Beside Costa, Oscar Niemeyer, and Roberto Burle Marx, were responsible in the late 1950s and early 1960s for the master plan, architecture, and landscape design of the new national capital of Brasília. Burle Marx designed the master plan of Flamengo Park (Aterro do Flamengo), the 1950s modernist park and grand urban open space along Guanabara Bay in Rio. Affonso Eduardo Reidy designed the Museum of Modern Art—MAM (Museu de Arte Moderna, 1955) located there, and Burle Marx its gardens.

- Politics
The Capanema Palace is also interesting and contradictory in political history. Le Corbusier and the European modernist architects formed various leftist schools of thought, and the Brazilian Modernist movement was also left-leaning, with some of its proponents, such as Oscar Niemeyer, active in the Communist Party of Brazil. Yet the ministry building was commissioned by a government of the "Vargas Era" that had taken power by force in 1930, and moved further right into outright dictatorship in 1937. Getúlio Vargas, interim president and dictator from 1930 to 1945, jailed leftists and copied elements of Italian fascism in his attempted re-founding of Brazil as an "Estado Novo," or "New State."

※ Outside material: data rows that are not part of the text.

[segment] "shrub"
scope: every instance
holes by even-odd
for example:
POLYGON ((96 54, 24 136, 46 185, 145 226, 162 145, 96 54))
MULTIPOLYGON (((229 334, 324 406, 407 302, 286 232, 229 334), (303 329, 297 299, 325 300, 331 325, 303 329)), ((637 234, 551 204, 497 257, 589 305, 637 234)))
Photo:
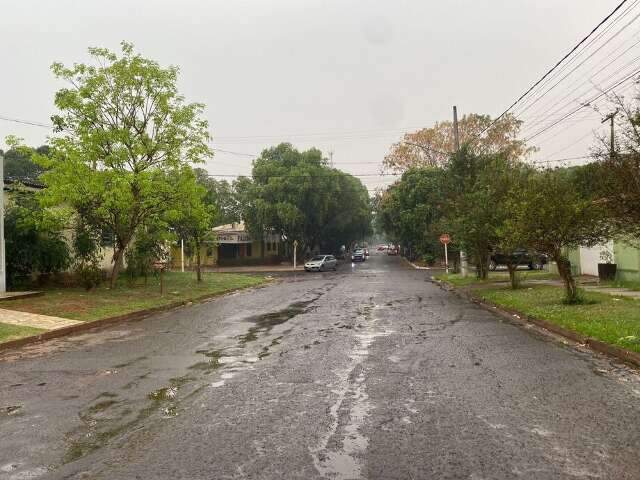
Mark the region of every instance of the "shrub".
POLYGON ((82 220, 78 220, 73 234, 73 249, 73 271, 77 282, 87 290, 100 285, 104 279, 104 272, 100 268, 100 234, 82 220))

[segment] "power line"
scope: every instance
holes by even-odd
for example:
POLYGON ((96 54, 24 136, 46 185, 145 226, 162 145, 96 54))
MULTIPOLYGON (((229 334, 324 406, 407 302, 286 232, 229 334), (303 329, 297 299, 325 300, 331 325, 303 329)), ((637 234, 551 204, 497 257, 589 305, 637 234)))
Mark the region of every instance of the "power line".
POLYGON ((0 116, 0 120, 4 120, 5 122, 22 123, 23 125, 33 125, 35 127, 53 128, 53 125, 50 124, 34 122, 32 120, 22 120, 20 118, 0 116))
POLYGON ((602 93, 600 93, 599 95, 597 95, 595 98, 592 98, 591 100, 589 100, 587 103, 580 105, 578 108, 572 110, 571 112, 567 113, 566 115, 564 115, 562 118, 560 118, 559 120, 556 120, 555 122, 547 125, 546 127, 542 128, 541 130, 539 130, 538 132, 534 133, 533 135, 527 137, 524 139, 525 142, 528 142, 534 138, 536 138, 539 135, 542 135, 544 132, 546 132, 547 130, 549 130, 550 128, 555 127, 556 125, 558 125, 560 122, 562 122, 563 120, 569 118, 570 116, 574 115, 575 113, 579 112, 580 110, 582 110, 583 108, 588 107, 590 104, 592 104, 593 102, 595 102, 596 100, 598 100, 599 98, 602 98, 603 96, 605 96, 607 93, 609 93, 611 90, 613 90, 614 88, 622 85, 623 83, 629 81, 629 79, 635 77, 636 75, 640 74, 640 70, 636 70, 635 72, 633 72, 631 75, 628 75, 627 77, 625 77, 624 79, 620 80, 618 83, 616 83, 615 85, 609 87, 607 90, 604 90, 602 93))
POLYGON ((534 160, 533 163, 558 163, 558 162, 570 162, 572 160, 584 160, 591 158, 590 155, 582 155, 579 157, 566 157, 566 158, 552 158, 549 160, 534 160))
MULTIPOLYGON (((634 17, 634 19, 632 20, 635 21, 638 19, 638 17, 640 17, 640 14, 636 15, 634 17)), ((631 22, 630 22, 631 23, 631 22)), ((629 24, 630 24, 629 23, 629 24)), ((626 28, 629 24, 627 24, 624 28, 626 28)), ((620 31, 618 31, 618 33, 616 33, 616 35, 618 35, 623 29, 621 29, 620 31)), ((615 37, 615 36, 614 36, 615 37)), ((612 37, 613 38, 613 37, 612 37)), ((552 85, 550 88, 548 88, 544 93, 542 93, 541 95, 539 95, 538 97, 536 97, 533 102, 530 102, 528 105, 526 105, 523 109, 521 109, 517 116, 521 117, 527 110, 529 110, 531 107, 533 107, 539 100, 541 100, 546 94, 548 94, 551 90, 553 90, 556 86, 558 86, 563 80, 565 80, 567 77, 569 77, 572 73, 574 73, 578 68, 580 68, 582 65, 584 65, 585 62, 587 62, 589 59, 591 59, 596 53, 598 53, 604 46, 607 45, 608 42, 610 42, 611 39, 609 39, 606 43, 604 43, 600 48, 598 48, 595 52, 593 52, 591 55, 589 55, 583 62, 581 62, 580 64, 578 64, 574 69, 572 69, 569 73, 567 73, 564 77, 562 77, 560 80, 558 80, 554 85, 552 85)), ((564 100, 565 98, 567 98, 567 96, 571 95, 571 93, 573 93, 573 91, 575 91, 577 88, 580 88, 582 85, 588 83, 589 81, 592 81, 597 75, 599 75, 602 71, 604 71, 607 67, 611 66, 612 64, 614 64, 617 60, 619 60, 624 54, 626 54, 627 52, 629 52, 630 50, 632 50, 634 47, 636 47, 638 44, 640 44, 640 40, 636 41, 635 43, 633 43, 630 47, 628 47, 627 49, 625 49, 622 53, 620 53, 618 56, 616 56, 613 60, 611 60, 609 63, 607 63, 604 67, 600 68, 598 71, 596 71, 595 73, 590 75, 590 78, 588 78, 587 80, 584 80, 582 83, 580 83, 574 90, 570 91, 567 95, 563 96, 562 98, 560 98, 559 100, 556 100, 555 103, 557 104, 558 102, 564 100)), ((624 46, 624 45, 623 45, 624 46)), ((617 50, 617 49, 616 49, 617 50)), ((614 50, 614 52, 616 51, 614 50)), ((612 54, 613 52, 609 52, 609 54, 612 54)), ((609 57, 607 57, 609 58, 609 57)), ((605 58, 605 60, 607 59, 605 58)), ((595 69, 595 67, 594 67, 595 69)), ((585 73, 590 73, 590 72, 585 72, 585 73)), ((578 81, 583 78, 583 76, 581 76, 578 81)), ((571 85, 573 86, 575 85, 575 82, 571 85)), ((540 111, 540 110, 538 110, 540 111)), ((539 115, 538 115, 539 116, 539 115)))
MULTIPOLYGON (((633 10, 636 5, 640 2, 640 0, 633 0, 633 3, 631 5, 629 5, 626 10, 624 10, 622 13, 620 13, 620 15, 618 15, 616 18, 614 18, 611 23, 609 23, 609 25, 607 25, 598 35, 596 35, 594 38, 592 38, 586 45, 584 45, 580 51, 578 51, 572 58, 570 58, 567 62, 565 62, 559 69, 557 69, 553 75, 549 76, 541 85, 540 88, 545 87, 547 84, 549 84, 551 81, 555 80, 557 77, 560 76, 560 74, 566 70, 573 62, 575 62, 576 60, 578 60, 578 58, 580 58, 580 56, 585 53, 589 47, 591 45, 594 45, 598 40, 600 40, 601 38, 603 38, 608 32, 609 30, 611 30, 622 18, 624 18, 625 16, 627 16, 631 10, 633 10)), ((577 70, 578 68, 580 68, 584 63, 586 63, 588 60, 590 60, 596 53, 598 53, 602 48, 604 48, 606 45, 608 45, 614 38, 616 38, 620 33, 622 33, 629 25, 631 25, 636 19, 638 18, 638 16, 636 16, 635 18, 633 18, 629 23, 627 23, 625 26, 623 26, 620 30, 618 30, 612 37, 608 38, 598 49, 596 49, 594 52, 592 52, 587 58, 585 58, 582 62, 580 62, 580 64, 578 64, 576 67, 574 67, 568 74, 566 74, 563 78, 561 78, 558 82, 556 82, 553 86, 551 86, 547 91, 545 91, 544 93, 538 95, 537 97, 529 97, 527 100, 525 100, 523 103, 526 105, 527 102, 529 102, 528 105, 526 105, 526 107, 524 108, 524 110, 521 110, 518 113, 518 116, 521 116, 524 111, 528 110, 531 106, 533 106, 535 103, 537 103, 541 98, 543 98, 547 93, 549 93, 551 90, 553 90, 559 83, 561 83, 565 78, 567 78, 569 75, 571 75, 575 70, 577 70), (533 101, 532 101, 533 100, 533 101)), ((619 48, 619 47, 617 47, 619 48)), ((614 52, 617 50, 614 49, 614 52)), ((611 52, 613 53, 613 52, 611 52)), ((522 107, 522 106, 521 106, 522 107)))
POLYGON ((529 93, 531 93, 540 83, 542 83, 549 75, 551 75, 569 56, 571 56, 581 45, 583 45, 602 25, 604 25, 613 15, 616 14, 622 6, 627 3, 627 0, 622 0, 618 4, 616 8, 613 9, 609 15, 607 15, 600 23, 598 23, 592 30, 589 32, 587 36, 585 36, 582 40, 580 40, 564 57, 562 57, 553 67, 551 67, 538 81, 536 81, 531 87, 529 87, 518 99, 513 102, 504 112, 502 112, 498 117, 493 120, 489 125, 487 125, 476 137, 477 140, 480 136, 493 127, 502 117, 504 117, 513 107, 515 107, 518 103, 520 103, 529 93))
MULTIPOLYGON (((640 60, 640 57, 638 57, 638 60, 640 60)), ((636 68, 637 68, 637 66, 638 66, 638 65, 637 65, 637 63, 638 63, 638 62, 637 62, 637 60, 636 60, 636 59, 634 59, 634 61, 633 61, 633 62, 631 62, 631 63, 635 63, 635 64, 636 64, 636 65, 633 65, 633 66, 632 66, 632 68, 633 68, 633 69, 636 69, 636 68)), ((606 77, 605 79, 603 79, 603 81, 610 80, 610 79, 611 79, 611 78, 613 78, 616 74, 620 73, 620 71, 622 71, 622 70, 624 70, 625 68, 627 68, 629 65, 630 65, 630 64, 626 64, 626 65, 624 65, 623 67, 619 68, 618 70, 616 70, 615 72, 613 72, 611 75, 609 75, 608 77, 606 77)), ((637 70, 633 70, 633 72, 637 72, 637 70)), ((627 69, 627 72, 626 72, 624 75, 626 76, 626 75, 628 75, 628 73, 629 73, 629 69, 627 69)), ((634 75, 634 73, 632 73, 631 75, 634 75)), ((618 85, 615 85, 613 88, 615 88, 616 86, 618 86, 618 85)), ((627 88, 628 88, 628 87, 627 87, 627 88)), ((583 96, 583 95, 585 95, 585 94, 587 94, 587 93, 591 92, 591 91, 592 91, 592 90, 594 90, 594 89, 597 89, 597 87, 596 87, 595 85, 594 85, 593 87, 591 87, 591 88, 589 88, 589 89, 585 90, 585 91, 584 91, 580 96, 583 96)), ((575 91, 575 90, 574 90, 574 91, 575 91)), ((602 91, 602 90, 599 90, 599 91, 602 91)), ((579 96, 579 97, 580 97, 580 96, 579 96)), ((586 102, 586 103, 587 103, 588 105, 591 105, 591 106, 592 106, 592 104, 593 104, 593 103, 595 103, 595 101, 596 101, 597 99, 601 98, 601 97, 602 97, 602 95, 599 95, 599 96, 597 96, 596 98, 594 98, 593 100, 588 101, 588 102, 586 102)), ((571 107, 571 106, 572 106, 574 103, 576 103, 576 102, 577 102, 577 103, 579 103, 579 104, 581 105, 581 108, 582 108, 582 106, 584 106, 584 102, 580 102, 580 101, 579 101, 579 98, 574 98, 574 99, 569 100, 569 101, 568 101, 568 102, 566 102, 565 104, 561 105, 560 107, 556 108, 555 110, 553 110, 553 111, 552 111, 552 112, 550 112, 550 113, 548 113, 548 112, 549 112, 549 110, 551 110, 551 109, 549 109, 549 110, 547 110, 547 115, 546 115, 546 117, 543 117, 542 115, 540 115, 540 117, 541 117, 541 118, 540 118, 539 120, 533 121, 532 123, 530 123, 529 125, 527 125, 527 127, 524 129, 523 135, 525 135, 525 136, 526 136, 526 134, 527 134, 528 132, 530 132, 530 131, 535 131, 535 128, 536 128, 538 125, 543 124, 543 123, 545 122, 545 120, 547 120, 547 121, 549 121, 549 120, 553 121, 553 120, 558 119, 558 118, 559 118, 560 120, 563 120, 563 119, 565 118, 565 115, 564 115, 564 114, 561 114, 561 113, 562 113, 562 111, 563 111, 563 110, 565 110, 565 108, 566 108, 566 107, 571 107), (558 115, 559 115, 559 117, 557 117, 557 118, 551 118, 552 116, 554 116, 554 115, 556 115, 556 114, 558 114, 558 115)), ((553 107, 552 107, 552 108, 553 108, 553 107)))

This was just as fascism and dictatorship were reaching peak power in Europe, and Vargas dabbled with loyalty to the Axis. Brazil, however, ultimately sided with the Allies in Second World War. The Gustavo Capanema Palace was finished in mid-World War II (1943), as Brazilian soldiers were being sent to Italy to fight against fascism. The modernist Monument to the dead of World War II (1960) commemorating Brazil's participation and losses in the war, is in Flamengo Park.

==UNESCO List==
The building was added by Brazil to its UNESCO World Heritage tenative list in 1996, and indication the country intends to pursue full inscription under the cultural criteria. The UNESCO tenative list submission indicates the building was the first modernist structure in Brazil and that it influenced all future modernist projects in the country.

==In media==
- Film
There is a footage of the setting of the first stone of the building, supposedly shot by Humberto Mauro, the most important Brazilian filmmaker of the time. In those scenes, minister Gustavo Capanema is shown delivering a speech. Also visible are modernist poet Carlos Drummond de Andrade, aide to Capanema, and the intellectual Roquette Pinto, among others.

The footage is currently kept at the CTAv - Centro Técnico Audiovisual (Audiovisual Technical Center) archive, in Rio de Janeiro. It was included in the feature-length documentary Pampulha ou a invenção do mar de Minas, directed by Oswaldo Caldeira.

- Publications
The building, usually named as the 'Ministry of Education and Health Building,' has been a subject in numerous international architecture and landscape architecture survey and photo-centric books on Brazilian Modernism, and on the works of Lucio Costa, Roberto Burle Marx, and Oscar Niemeyer.